There are no planned reductions to benefits at this time.
To ensure that we carefully monitor new hires during a time of significant financial uncertainty, MSU is implementing a university-wide hiring review of all positions to be filled. Full-time mission critical positions and on-call seasonal positions needed to support operations will be given priority.
Faculty recruitments currently completing the recruitment cycle for fall 2025 start dates will continue as planned. Proposed positions with secure funding sources should be advanced for consideration, particularly if they are mission critical. The hiring review will continue through fiscal year 2026 after which time the need to continue the review will be assessed. The university is also setting aside sufficient funding to ensure that our base level of functioning as an AAU Land-Grant Public University can continue.

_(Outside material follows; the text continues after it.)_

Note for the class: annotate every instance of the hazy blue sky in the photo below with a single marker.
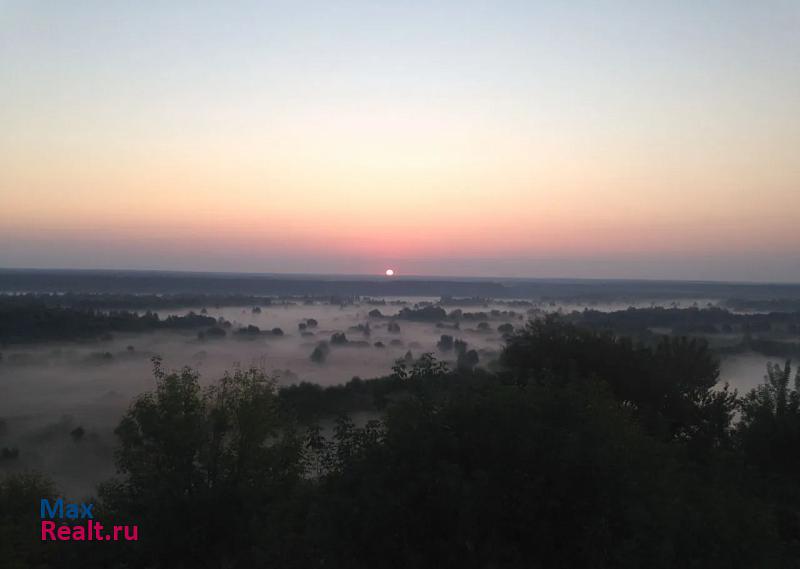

The annual review of the university budget and tuition rates is scheduled each year for the June meeting of the Board of Trustees. The board recently approved the university’s $3.69 billion fiscal year 2025-26 operating budget, which also includes a modest 4.5% tuition increase in average resident undergraduate rates for the upcoming academic year.
The board carefully considers tuition rates as part of its responsibility to balance access and affordability while also ensuring the resources necessary to support MSU’s mission as a world-class research institution.
The Board of Trustees is committed to ensuring Michigan State University is best positioned to deliver exceptional academic programs that equip students for success now and in the future.
The board thoroughly evaluated the administration’s proposed budget to be sure it achieves a balanced approach that thoughtfully addresses structural budget issues, makes critical investments across campus to support growth, and prioritizes an outstanding, affordable education for students.
The university can make responsible budgeting decisions to achieve savings while still following through on investments and commitments that are critical to the long-term health, growth and vitality of our institution. The university is working to reduce general fund expenditures, which are separate from capital improvements.
The next few months of financial planning will be demanding and difficult for some in our community, and we will need to make hard decisions that will impact people we care about. Our goal has been — and will be — to do our best to support our people while making the necessary strategic decisions for the long-term success of MSU.
It is important to note that cuts to higher education are part of the proposed state House budget. That proposal differs significantly from the Senate budget proposal and the executive recommendation put forth by Gov. Whitmer.
University leadership will continue to meet with state elected leaders to advocate for a reasonable and responsible state budget that reflects our shared priorities and acknowledges the valuable role MSU plays in preparing our workforce and helping to drive Michigan’s economy.